You can use the __sqlalchemy__ package to connect to many different kinds of databases (not only SQLite).

The `sqlalchemy.create_engine()` function creates an _engine_ to connect to a database. The `.raw_connection()` method on the returned engine opens a connection compatible with Pandas.

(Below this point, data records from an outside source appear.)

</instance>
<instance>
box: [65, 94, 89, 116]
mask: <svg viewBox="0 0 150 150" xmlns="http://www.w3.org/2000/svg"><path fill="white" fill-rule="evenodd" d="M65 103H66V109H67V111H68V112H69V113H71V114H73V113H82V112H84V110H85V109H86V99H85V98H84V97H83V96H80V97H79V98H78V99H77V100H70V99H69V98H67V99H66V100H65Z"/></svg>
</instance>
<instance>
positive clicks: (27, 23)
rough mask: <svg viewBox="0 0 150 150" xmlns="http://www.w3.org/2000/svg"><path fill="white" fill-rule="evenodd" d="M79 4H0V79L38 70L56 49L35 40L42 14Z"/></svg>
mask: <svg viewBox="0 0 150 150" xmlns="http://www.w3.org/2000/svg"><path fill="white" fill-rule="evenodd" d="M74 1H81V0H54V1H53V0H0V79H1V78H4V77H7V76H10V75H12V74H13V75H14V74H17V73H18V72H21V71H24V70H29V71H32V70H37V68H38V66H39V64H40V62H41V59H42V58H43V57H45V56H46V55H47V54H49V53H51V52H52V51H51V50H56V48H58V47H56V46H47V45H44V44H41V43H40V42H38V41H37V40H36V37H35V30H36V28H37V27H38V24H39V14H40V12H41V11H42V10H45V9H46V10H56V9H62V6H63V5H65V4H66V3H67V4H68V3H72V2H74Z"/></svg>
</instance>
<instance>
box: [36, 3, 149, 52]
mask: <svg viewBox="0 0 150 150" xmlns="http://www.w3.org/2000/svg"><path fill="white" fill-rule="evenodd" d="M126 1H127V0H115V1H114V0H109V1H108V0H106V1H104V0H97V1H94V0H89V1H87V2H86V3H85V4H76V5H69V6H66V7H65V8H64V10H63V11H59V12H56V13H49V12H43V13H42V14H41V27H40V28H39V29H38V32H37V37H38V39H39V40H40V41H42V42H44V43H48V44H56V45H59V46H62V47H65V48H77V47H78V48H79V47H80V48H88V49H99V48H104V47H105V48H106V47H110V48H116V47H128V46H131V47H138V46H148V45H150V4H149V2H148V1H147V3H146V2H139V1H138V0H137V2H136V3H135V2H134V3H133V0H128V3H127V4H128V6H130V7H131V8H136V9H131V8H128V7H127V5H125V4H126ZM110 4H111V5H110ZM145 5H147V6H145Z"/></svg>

See the __sqlalchemy__ documentation for more info about [how to write a database URL](https://docs.sqlalchemy.org/en/latest/core/engines.html#database-urls).

In [None]:
import sqlalchemy

engine = sqlalchemy.create_engine("sqlite:///data/suppliers.sqlite")
conn = engine.raw_connection()

In [None]:
conn

In [None]:
pd.read_sql("SELECT * FROM sqlite_master", conn)

In [None]:
engine.table_names()

In [None]:
conn.close()

Unlike SQLite, most databases:

* Are not stored in a single file.
* Have a client-server design, where you connect to the database by logging in with a username and password.